Pharmacokinetics: Distribution: Fluoroquinolones are widely distributed to most body fluids and tissues; high concentrations are attained in the kidneys, gallbladder, liver, lungs, gynecologic tissue, prostatic tissue, phagocytic cells, urine, sputum, and bile. Ciprofloxacin is also distributed to skin, fat, muscle, bone, and cartilage. Ciprofloxacin has been found to penetrate into the cerebrospinal fluid (CSF). CSF concentrations of ciprofloxacin reach 10% of the peak serum concentration with noninflamed meninges, and 30% to 50% with inflamed meninges.

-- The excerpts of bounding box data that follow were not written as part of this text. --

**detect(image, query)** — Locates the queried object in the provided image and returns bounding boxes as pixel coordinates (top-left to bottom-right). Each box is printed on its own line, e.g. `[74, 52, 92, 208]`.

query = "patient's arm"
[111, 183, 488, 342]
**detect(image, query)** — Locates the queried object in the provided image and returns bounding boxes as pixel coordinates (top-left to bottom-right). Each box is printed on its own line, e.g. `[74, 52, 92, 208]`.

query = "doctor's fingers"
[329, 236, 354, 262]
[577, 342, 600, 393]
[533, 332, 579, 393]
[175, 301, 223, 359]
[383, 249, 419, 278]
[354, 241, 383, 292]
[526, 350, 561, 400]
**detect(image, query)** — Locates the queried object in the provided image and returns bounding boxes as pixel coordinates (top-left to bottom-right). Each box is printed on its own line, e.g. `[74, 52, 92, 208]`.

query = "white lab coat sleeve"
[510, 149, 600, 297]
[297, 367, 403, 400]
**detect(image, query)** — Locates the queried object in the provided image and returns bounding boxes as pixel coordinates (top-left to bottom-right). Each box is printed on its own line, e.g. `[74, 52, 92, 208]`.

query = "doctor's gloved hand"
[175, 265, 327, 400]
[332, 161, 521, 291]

Half-life (hr): Normal renal function: 4; Impaired renal function- 6-8.
Time to peak serum concentration: 1-2 hr.
Peak serum concentration after dose: 1.2-1.4 mcg/mL; Dose: 250 mg, 2.4-4.3 mcg/mL; Dose: 500 mg, 3.4-4.3 mcg/mL; Dose: 750 mg, 5.4 mcg/mL; Dose: 1000 mg.
Peak urine concentration after dose: >200 mcg/mL; Dose: 250 mg.
Protein binding: 20-40%.
Renal excretion (% unchanged/hrs): 40-50/24.
Biliary excretion: 20-35%. VolD: 2 liter/Kg.
Removal by dialysis: HD - <10%; PD - <10%.